This study was a modified Phase I dose-escalating clinical trial with 3 dogs per dosing cohort. Elsamitrucin was administered weekly for at least 4 weeks, and 3 additional treatment cycles were allowed in dogs that had no evidence of tumor progression and did not experience a DLT. The maximum total treatment time allowed was 16 weeks.

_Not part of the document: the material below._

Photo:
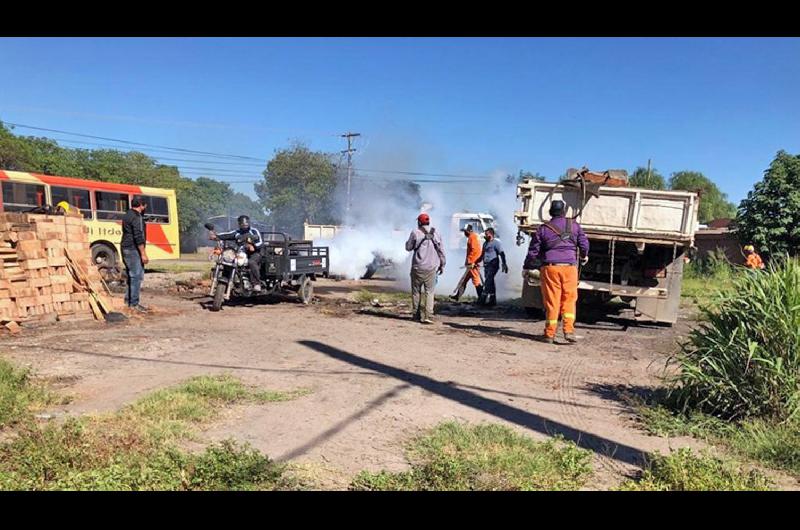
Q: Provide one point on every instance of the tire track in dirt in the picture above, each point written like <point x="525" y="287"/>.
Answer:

Drug doses used were 0.06, 0.08, and 0.09 mg/kg body weight, administered as a 10-minute IV infusion via the side port of free-flowing D5W. The starting dose of 0.06 mg/kg was chosen after a dog in a field study received 0.05–0.06 mg/kg weekly for several weeks without any adverse effects (unpublished, personal communication with Spectrum Pharmaceuticals). Dosage was escalated in decreasing increments as is standard for a Phase I trial, although the authors did not follow a modified Fibonacci escalation design since, as a result of preclinical studies, it was believed that the MTD would be within the planned dosing range. Additionally, we felt that fewer numbers of decimals would decrease the risk of calculation errors.

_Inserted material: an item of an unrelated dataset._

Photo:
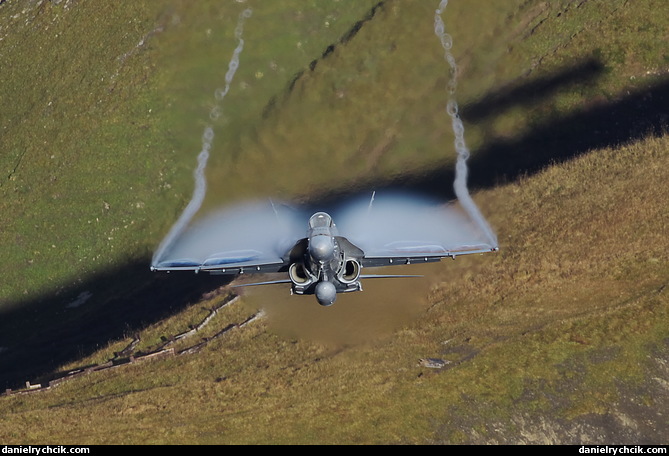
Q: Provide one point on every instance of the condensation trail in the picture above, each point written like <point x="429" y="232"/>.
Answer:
<point x="207" y="140"/>
<point x="460" y="182"/>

Three dogs were treated per dosing cohort and escalation to the next cohort was not permitted until at least 1 dog had completed 4 weeks of treatment in any given cohort level. When 1 of 3 dogs experienced a DLT (grade 3 or higher), another 3 dogs were treated at that level before further dose escalation. When 2 dogs experienced a DLT, the previous dose was considered to be the MTD and 3 additional dogs were treated at that dose. A modification to the standard 3 + 3 design was made in the 0.06 mg/kg dosing cohort because AEs (n = 3 of the first 6 dogs treated) were difficult to attribute to elsamitrucin. AEs in which attribution was difficult are described below. An additional cohort of 3 dogs was enrolled in the 0.06 mg/kg dosing cohort for a total of 9 dogs treated at that level. In the final 0.06 mg/kg cohort, 1 of the 3 dogs had serious adverse events (SAEs) that were attributed to disease (vomiting, melena, hypotension, anorexia) as they were consistent with mast cell tumor degranulation (either because of effects of drug on the tumor, or due to the tumor itself). Given that the AEs were difficult to clearly attribute to elsamitrucin, and given that in the dose-ranging study no AEs were seen at doses <0.08 mg/kg, escalation was permitted to the next cohort.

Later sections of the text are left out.